# Kraken G12 + Welche AiO?



## Cullypso (2. Juni 2019)

Hallo zusammen!

Das ist mein erster Post hier also wenn ich irgendwas vergesse o.Ä. lasst es mich gerne wissen!
Ich spiele mit dem Gedanken mein mein Gehäuse + Kühlung aufzurüsten. Momentan ist nämlich noch alles in einem alten eBay Büro-Gehäuse verbaut, in das zwar alles reinpasst aber... Naja ihr werdet wohl wissen was dagegen spricht das weiter zu benutzen... Ich bin schon ewig lange ein Nanoxia, BeQuiet und CoolerMaster Fan und da ich 3 5,25", keine LEDs, kein Sichtfenster und generell ein eher schlichtes Design mit Staubfiltern  haben möchte, habe ich mich jetzt eigentlich für das alte Nanoxia Deep Silence 1 rev.B entschieden (dazu mache ich gleich auch noch einen Post auf. Ich bin aber auch hier offen für Alternativen oder Kritik an dem Gehäuse). Nur, dass ihr mal wisst wo das ganze reinverbaut werden soll. 
Der weitere Plan zum Aufrüsten war dann einen gescheiten CPU Luftkühler zu holen und eben das Kraken G12 + AiO für die GPU, damit die hoffentlich ein bisschen länger lebt, besser gekühlt ist und leiser ist (es sollte also keine unglaublich laute AiO WaKü sein. Außerdem werde ich die Lüfter vom Gehäuse eventuell noch upgraden. Je nach dem wie laut sie sind.

Sorry erstmal dafür, dass ich so viel ums Thema herumrede aber ich fand es ist ganz wichtig, dass man mal einen Übersicht über die Lage kriegt. 

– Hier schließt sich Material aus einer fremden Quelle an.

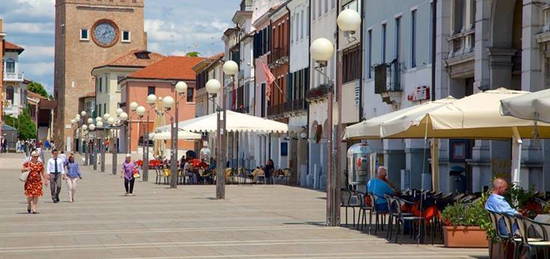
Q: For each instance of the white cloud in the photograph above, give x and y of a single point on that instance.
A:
(29, 27)
(34, 8)
(38, 68)
(32, 51)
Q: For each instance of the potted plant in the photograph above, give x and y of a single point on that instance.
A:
(466, 225)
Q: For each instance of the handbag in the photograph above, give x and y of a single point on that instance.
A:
(23, 176)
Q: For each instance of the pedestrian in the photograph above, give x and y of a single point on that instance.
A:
(33, 184)
(129, 169)
(56, 172)
(269, 168)
(73, 175)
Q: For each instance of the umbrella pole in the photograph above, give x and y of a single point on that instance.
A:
(516, 156)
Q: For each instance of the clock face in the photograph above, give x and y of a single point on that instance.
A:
(105, 33)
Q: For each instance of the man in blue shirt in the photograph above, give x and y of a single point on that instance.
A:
(380, 186)
(497, 203)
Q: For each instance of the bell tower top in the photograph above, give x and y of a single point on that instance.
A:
(126, 3)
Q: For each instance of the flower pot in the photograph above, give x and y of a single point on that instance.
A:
(465, 237)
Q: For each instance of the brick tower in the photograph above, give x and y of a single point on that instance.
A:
(89, 33)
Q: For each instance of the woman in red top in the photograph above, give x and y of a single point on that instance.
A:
(33, 185)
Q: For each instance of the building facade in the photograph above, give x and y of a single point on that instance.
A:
(15, 90)
(88, 34)
(158, 79)
(107, 77)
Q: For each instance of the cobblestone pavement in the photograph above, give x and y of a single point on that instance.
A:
(255, 221)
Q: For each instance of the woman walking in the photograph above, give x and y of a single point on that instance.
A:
(33, 184)
(129, 168)
(73, 175)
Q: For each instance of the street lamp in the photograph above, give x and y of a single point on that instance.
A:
(213, 86)
(181, 89)
(322, 50)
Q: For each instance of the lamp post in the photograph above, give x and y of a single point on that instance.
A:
(180, 90)
(213, 86)
(140, 110)
(322, 50)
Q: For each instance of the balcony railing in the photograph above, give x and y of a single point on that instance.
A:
(13, 76)
(462, 43)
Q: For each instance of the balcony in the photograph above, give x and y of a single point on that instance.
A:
(278, 56)
(460, 60)
(318, 93)
(13, 77)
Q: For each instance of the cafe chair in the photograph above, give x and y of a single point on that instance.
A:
(349, 199)
(403, 217)
(525, 226)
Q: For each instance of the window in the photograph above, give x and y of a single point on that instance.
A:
(101, 84)
(413, 38)
(383, 43)
(302, 24)
(397, 37)
(10, 66)
(84, 34)
(351, 61)
(150, 90)
(369, 53)
(126, 36)
(190, 94)
(10, 93)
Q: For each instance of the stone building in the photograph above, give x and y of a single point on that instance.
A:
(89, 33)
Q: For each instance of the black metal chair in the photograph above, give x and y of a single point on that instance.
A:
(525, 225)
(349, 199)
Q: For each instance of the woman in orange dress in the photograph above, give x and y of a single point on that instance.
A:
(33, 185)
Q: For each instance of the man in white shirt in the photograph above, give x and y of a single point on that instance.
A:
(56, 171)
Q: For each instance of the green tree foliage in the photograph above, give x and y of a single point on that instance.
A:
(36, 87)
(192, 54)
(26, 129)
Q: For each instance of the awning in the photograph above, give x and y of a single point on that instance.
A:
(236, 122)
(182, 135)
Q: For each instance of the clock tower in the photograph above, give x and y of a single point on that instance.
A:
(89, 33)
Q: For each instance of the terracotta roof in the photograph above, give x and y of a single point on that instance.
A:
(207, 62)
(35, 95)
(134, 58)
(172, 67)
(8, 46)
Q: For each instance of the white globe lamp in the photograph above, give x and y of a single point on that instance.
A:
(213, 86)
(230, 67)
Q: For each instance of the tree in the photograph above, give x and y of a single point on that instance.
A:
(192, 54)
(26, 129)
(36, 87)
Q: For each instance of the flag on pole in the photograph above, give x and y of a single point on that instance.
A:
(269, 78)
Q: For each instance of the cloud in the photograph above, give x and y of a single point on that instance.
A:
(30, 28)
(174, 27)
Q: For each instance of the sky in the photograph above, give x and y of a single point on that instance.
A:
(174, 27)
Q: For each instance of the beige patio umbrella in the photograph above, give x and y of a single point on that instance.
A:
(533, 106)
(476, 116)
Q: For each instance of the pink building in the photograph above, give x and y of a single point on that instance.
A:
(159, 79)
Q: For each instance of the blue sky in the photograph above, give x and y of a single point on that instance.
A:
(174, 27)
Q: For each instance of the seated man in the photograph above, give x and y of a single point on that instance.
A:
(497, 203)
(380, 186)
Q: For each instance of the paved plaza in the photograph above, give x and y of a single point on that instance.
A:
(255, 221)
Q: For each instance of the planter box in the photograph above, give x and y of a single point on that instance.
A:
(465, 237)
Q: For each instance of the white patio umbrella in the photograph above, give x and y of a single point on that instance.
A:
(533, 106)
(236, 122)
(476, 116)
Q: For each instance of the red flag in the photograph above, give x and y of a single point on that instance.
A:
(269, 78)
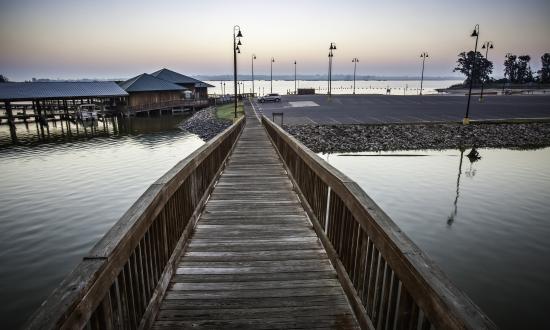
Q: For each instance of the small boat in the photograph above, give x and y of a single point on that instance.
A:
(87, 112)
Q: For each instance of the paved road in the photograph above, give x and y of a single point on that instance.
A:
(372, 109)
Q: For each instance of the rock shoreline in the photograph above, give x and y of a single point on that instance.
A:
(205, 124)
(356, 138)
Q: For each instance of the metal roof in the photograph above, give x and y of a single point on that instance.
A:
(26, 91)
(178, 78)
(148, 83)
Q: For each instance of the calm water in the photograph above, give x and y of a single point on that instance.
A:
(398, 87)
(487, 223)
(58, 198)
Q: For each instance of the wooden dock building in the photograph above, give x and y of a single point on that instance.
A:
(197, 87)
(45, 101)
(148, 93)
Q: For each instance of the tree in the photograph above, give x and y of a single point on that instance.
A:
(517, 68)
(510, 67)
(525, 74)
(544, 72)
(483, 67)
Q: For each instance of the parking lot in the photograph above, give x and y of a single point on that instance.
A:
(376, 109)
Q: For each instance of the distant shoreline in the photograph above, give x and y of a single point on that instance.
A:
(391, 137)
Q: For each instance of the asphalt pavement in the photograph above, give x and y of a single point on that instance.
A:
(378, 109)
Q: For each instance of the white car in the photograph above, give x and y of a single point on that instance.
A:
(273, 97)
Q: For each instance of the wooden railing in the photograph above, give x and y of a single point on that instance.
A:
(390, 282)
(121, 281)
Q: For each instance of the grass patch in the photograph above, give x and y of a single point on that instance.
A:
(227, 111)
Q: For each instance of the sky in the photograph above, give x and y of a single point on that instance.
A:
(71, 39)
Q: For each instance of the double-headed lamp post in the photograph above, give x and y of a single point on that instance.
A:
(466, 119)
(355, 61)
(330, 56)
(271, 78)
(236, 50)
(487, 45)
(424, 55)
(253, 58)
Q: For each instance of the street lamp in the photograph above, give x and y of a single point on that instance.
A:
(236, 50)
(424, 55)
(295, 78)
(253, 58)
(466, 120)
(330, 56)
(487, 45)
(272, 61)
(355, 60)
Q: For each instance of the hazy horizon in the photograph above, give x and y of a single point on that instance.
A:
(120, 39)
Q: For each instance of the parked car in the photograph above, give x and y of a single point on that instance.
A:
(273, 97)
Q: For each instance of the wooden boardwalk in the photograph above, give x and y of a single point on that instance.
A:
(254, 260)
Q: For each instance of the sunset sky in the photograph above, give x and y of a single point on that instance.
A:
(122, 38)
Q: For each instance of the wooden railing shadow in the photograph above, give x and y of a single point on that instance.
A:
(121, 281)
(389, 281)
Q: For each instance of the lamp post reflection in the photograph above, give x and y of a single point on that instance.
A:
(473, 156)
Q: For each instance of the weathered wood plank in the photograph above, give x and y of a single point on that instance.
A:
(254, 260)
(258, 285)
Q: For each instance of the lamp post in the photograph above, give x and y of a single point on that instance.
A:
(236, 50)
(466, 119)
(253, 58)
(487, 45)
(355, 60)
(424, 55)
(330, 56)
(295, 78)
(272, 61)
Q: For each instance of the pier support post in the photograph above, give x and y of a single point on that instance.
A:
(11, 122)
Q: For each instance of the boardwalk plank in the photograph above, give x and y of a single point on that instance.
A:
(254, 260)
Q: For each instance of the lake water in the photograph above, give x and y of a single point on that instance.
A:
(59, 196)
(398, 87)
(487, 223)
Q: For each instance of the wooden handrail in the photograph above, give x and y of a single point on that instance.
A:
(388, 277)
(120, 282)
(165, 104)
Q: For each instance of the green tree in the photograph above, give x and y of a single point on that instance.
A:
(517, 68)
(465, 63)
(525, 74)
(544, 72)
(510, 67)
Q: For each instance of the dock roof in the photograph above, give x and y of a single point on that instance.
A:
(27, 91)
(148, 83)
(178, 78)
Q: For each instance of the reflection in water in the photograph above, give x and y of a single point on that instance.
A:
(451, 217)
(473, 157)
(497, 249)
(62, 131)
(60, 194)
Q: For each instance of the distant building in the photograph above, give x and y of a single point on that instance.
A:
(197, 87)
(147, 89)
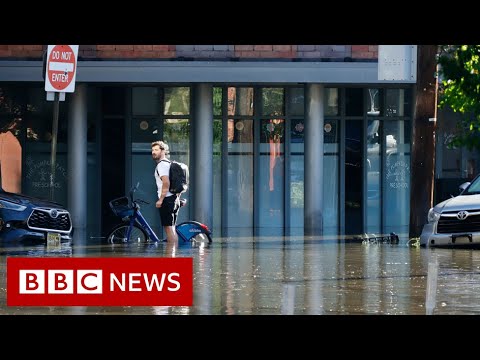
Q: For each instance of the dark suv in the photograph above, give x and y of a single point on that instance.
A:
(27, 218)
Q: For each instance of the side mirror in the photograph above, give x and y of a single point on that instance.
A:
(462, 187)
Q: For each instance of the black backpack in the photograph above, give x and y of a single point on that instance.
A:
(178, 175)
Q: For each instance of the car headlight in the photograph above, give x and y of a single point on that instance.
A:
(433, 216)
(11, 206)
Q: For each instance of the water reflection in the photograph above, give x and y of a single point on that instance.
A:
(270, 276)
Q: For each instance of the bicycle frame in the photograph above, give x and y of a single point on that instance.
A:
(138, 217)
(130, 213)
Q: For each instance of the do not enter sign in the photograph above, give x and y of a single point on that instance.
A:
(61, 68)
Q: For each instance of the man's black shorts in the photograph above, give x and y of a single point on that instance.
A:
(169, 210)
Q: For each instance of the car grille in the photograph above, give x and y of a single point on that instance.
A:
(451, 225)
(40, 219)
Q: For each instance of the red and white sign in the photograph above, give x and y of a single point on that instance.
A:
(99, 281)
(61, 68)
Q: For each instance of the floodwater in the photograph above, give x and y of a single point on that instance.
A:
(298, 276)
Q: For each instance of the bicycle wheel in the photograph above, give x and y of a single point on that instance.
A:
(118, 235)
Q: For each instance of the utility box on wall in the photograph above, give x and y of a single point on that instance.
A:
(397, 63)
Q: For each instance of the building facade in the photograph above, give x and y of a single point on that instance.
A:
(281, 140)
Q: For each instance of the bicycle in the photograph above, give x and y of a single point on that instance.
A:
(135, 228)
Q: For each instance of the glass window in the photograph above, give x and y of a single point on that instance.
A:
(297, 130)
(398, 102)
(296, 101)
(217, 101)
(271, 176)
(374, 102)
(273, 101)
(354, 101)
(330, 132)
(397, 176)
(240, 101)
(239, 198)
(331, 102)
(145, 130)
(144, 101)
(177, 101)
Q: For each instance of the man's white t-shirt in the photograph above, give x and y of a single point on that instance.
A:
(162, 169)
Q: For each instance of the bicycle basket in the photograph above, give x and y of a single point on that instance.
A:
(121, 206)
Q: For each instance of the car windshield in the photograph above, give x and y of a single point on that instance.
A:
(474, 187)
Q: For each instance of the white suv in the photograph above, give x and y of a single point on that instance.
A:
(455, 222)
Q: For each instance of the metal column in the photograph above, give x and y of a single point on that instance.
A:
(77, 157)
(201, 184)
(313, 168)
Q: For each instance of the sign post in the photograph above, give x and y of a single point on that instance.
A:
(60, 73)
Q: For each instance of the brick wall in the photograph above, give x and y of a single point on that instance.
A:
(204, 52)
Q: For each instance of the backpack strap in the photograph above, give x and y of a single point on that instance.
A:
(166, 160)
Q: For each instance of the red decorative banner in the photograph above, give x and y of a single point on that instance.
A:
(99, 281)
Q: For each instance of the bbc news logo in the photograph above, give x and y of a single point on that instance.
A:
(99, 281)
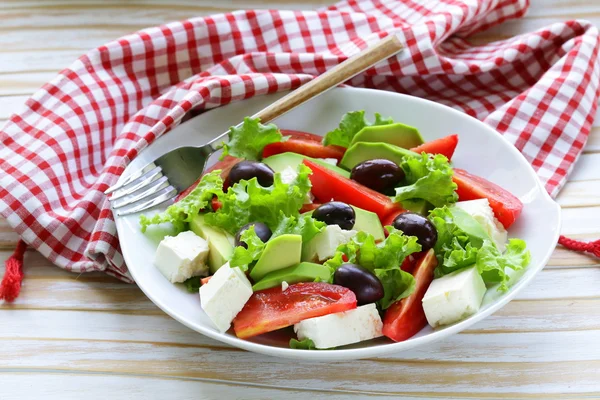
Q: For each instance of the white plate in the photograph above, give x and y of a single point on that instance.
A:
(481, 150)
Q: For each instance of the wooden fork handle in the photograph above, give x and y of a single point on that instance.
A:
(382, 50)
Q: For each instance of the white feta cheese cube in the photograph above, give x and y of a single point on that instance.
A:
(323, 245)
(483, 213)
(331, 161)
(180, 257)
(224, 296)
(288, 175)
(453, 297)
(340, 329)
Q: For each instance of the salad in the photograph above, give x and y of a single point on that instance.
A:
(366, 232)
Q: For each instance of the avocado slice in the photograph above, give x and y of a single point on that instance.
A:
(363, 151)
(280, 252)
(368, 221)
(397, 134)
(220, 243)
(303, 272)
(418, 206)
(279, 162)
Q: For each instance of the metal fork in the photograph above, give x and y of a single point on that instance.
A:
(173, 172)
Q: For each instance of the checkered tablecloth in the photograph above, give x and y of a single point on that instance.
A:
(78, 132)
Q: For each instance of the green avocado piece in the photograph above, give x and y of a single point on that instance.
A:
(363, 151)
(470, 225)
(280, 252)
(418, 206)
(303, 272)
(279, 162)
(220, 243)
(397, 134)
(368, 221)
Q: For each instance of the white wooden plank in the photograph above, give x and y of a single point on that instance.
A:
(60, 384)
(447, 373)
(586, 168)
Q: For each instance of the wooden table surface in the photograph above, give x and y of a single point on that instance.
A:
(69, 333)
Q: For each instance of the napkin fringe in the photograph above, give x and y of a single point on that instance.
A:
(13, 275)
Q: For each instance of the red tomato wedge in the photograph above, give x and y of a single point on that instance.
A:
(305, 147)
(328, 185)
(406, 317)
(309, 207)
(506, 206)
(445, 146)
(225, 166)
(301, 135)
(272, 309)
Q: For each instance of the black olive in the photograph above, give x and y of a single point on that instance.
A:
(336, 213)
(416, 225)
(365, 285)
(247, 170)
(262, 231)
(379, 174)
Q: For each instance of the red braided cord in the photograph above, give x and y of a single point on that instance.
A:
(13, 275)
(582, 247)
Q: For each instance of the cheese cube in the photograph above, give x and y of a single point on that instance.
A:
(453, 297)
(180, 257)
(483, 213)
(340, 329)
(323, 245)
(224, 296)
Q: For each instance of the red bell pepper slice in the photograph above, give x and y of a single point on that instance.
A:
(405, 318)
(272, 309)
(506, 206)
(328, 185)
(444, 146)
(308, 148)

Also: Das DS1 bieter oben und vorne Platz für Radiatoren bis 240mm wenn ich mich nicht irre. Den oben würde ich aber ungerne nutzen und vorne würde sowieso mit Radiator und Lüftern dann eine Push-/Pull Konfiguration entstehen, die ja optimal ist. Zumindest sagt das meine Recherche. Ich kenne mich noch nicht besonders gut mit WaKü's aus.
Ich suche also eine AiO mit folgenden Kriterien:
- Keine Beleuchtung
- 240mm Radiator 
- Keine laute Pumpe (ich denke die Lüfter kann ich durch leise ersetzen)
- Natürlich kompatibel mit dem Kraken G12 (Das wird die Suche wohl am meisten einengen)

Wenn Ihr mir bei der Suche weiterhelfen könntet wäre ich schonmal sehr dankbar!

Aber ich habe noch ein paar Fragen zur G12+AiO Idee:
Mein Upgrade (Alles zusammen) ist auf langlebigkeit ausgelegt. Ich will mir jetzt ein super Gehäuse mit super Kühlung anlegen, das ich dann jahre- bzw. jahrzentelang benutzen kann, wenn mir vorher nicht mein absolutes Traumgehäuse über den Weg läuft natürlich. Deswegen klang das G12 auch nach einer guten Idee. So könnte ich jedes Mal wenn ich meine GraKa aufrüste wieder eine optimale Kphöung aufsetzen. Oder ist das falsch? Hält eine AiO denn überhaupt sehr lange? Muss man sie (oft) warten? 
Und: Ich habe jetzt ab und zu mal gelesen, dass bei manchen Grafikkarten die VRM's noch extra gekühlt werden müssen, weil sie nicht auf der Seite des Lüfters des G12's sind. Hat da zufällig jemand Erfahrung bei einer MSI Armor RX580? Oder kann mir wer sagen, ob ich das wo nachschauen ohne die Karte auseinanderzuschrauben?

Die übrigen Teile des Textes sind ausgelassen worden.